Es war notgedrungen eine Hauruckaktion, als die HTWK Leipzig praktisch die Nachfolge der Hochschule für Telekommunikation antrat und mit Stiftungsprofessuren der Deutschen Telekom AG seit November 2018 die neue Fakultät „Digitale Transformation“ aufbaute. Am Mittwoch, 19. Juni, wurde diese Inkorporation an der HTWK samt Ministerbesuch gefeiert und als neuer Digital-Leuchtturm gewürdigt. Dass die Neugründung aber nicht ohne Rumpeln vor sich geht, das merkte zumindest der StuRa an.
Inzwischen sind die ersten rund 130 Studierenden der Studiengänge Informations- und Kommunikationstechnik sowie Telekommunikationsinformatik an der Hochschule für Technik, Wirtschaft und Kultur Leipzig (HTWK Leipzig) eingeschrieben.
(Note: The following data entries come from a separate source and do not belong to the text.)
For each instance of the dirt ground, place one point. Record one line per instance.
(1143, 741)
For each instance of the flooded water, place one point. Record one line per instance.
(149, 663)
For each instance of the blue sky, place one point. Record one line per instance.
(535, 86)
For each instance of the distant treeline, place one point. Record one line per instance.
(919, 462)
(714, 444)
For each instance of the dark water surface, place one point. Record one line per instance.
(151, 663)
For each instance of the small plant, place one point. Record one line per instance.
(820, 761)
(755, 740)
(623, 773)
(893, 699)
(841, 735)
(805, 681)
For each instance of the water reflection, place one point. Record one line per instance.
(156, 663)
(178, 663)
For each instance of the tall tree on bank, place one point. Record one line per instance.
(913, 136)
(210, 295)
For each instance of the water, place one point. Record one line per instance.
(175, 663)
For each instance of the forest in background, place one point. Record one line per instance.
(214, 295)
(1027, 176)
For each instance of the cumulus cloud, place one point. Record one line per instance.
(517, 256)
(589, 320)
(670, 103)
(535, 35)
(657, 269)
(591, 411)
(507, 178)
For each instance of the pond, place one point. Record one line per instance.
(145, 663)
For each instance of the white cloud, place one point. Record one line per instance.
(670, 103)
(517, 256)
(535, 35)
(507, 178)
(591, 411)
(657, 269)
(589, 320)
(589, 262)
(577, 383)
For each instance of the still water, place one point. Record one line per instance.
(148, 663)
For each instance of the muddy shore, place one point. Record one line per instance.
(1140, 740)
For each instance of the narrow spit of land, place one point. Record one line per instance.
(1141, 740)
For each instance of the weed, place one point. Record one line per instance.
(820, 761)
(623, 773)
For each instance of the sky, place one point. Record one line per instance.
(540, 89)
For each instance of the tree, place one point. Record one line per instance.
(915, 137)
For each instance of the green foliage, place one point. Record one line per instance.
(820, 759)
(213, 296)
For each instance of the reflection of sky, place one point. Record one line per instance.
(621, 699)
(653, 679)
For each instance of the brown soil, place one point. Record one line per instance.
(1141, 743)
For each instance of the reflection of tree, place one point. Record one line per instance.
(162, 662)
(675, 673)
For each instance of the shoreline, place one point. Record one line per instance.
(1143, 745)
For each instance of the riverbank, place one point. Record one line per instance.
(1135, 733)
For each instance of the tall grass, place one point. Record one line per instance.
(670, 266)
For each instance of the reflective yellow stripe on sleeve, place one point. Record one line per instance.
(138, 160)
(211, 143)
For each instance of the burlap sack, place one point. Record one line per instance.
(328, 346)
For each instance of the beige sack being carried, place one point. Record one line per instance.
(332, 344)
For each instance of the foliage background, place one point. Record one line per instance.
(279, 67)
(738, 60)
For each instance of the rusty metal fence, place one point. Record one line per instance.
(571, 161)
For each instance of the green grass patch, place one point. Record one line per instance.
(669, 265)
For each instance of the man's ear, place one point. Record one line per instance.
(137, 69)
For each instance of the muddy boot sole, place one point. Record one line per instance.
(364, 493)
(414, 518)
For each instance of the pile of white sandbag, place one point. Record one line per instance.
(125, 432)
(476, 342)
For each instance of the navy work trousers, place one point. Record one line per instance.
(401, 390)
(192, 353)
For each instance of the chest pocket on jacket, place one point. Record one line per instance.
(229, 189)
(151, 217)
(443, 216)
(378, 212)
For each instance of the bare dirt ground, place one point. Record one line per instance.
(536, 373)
Die ersten der insgesamt 17 Professuren werden in Kürze besetzt, danach wird die Fakultät formal gegründet. Außerdem stiftet die Deutsche Telekom AG 15,5 Mitarbeiterstellen im wissenschaftlichen und im Verwaltungsbereich sowie die notwendige Sachausstattung für das gemeinsame Projekt und trägt somit alle anfallenden Kosten, meldet die HTWK. Ein Punkt, den die Studierenden zumindest bedenklich finden. Warum finanziert der Freistaat selbst nicht den neuen Studienschwerpunkt an der HTWK?
Ein Stiftungsprojekt in diesem Umfang ist an einer Hochschule für Angewandte Wissenschaften einmalig in Deutschland, erklärt die HTWK dazu.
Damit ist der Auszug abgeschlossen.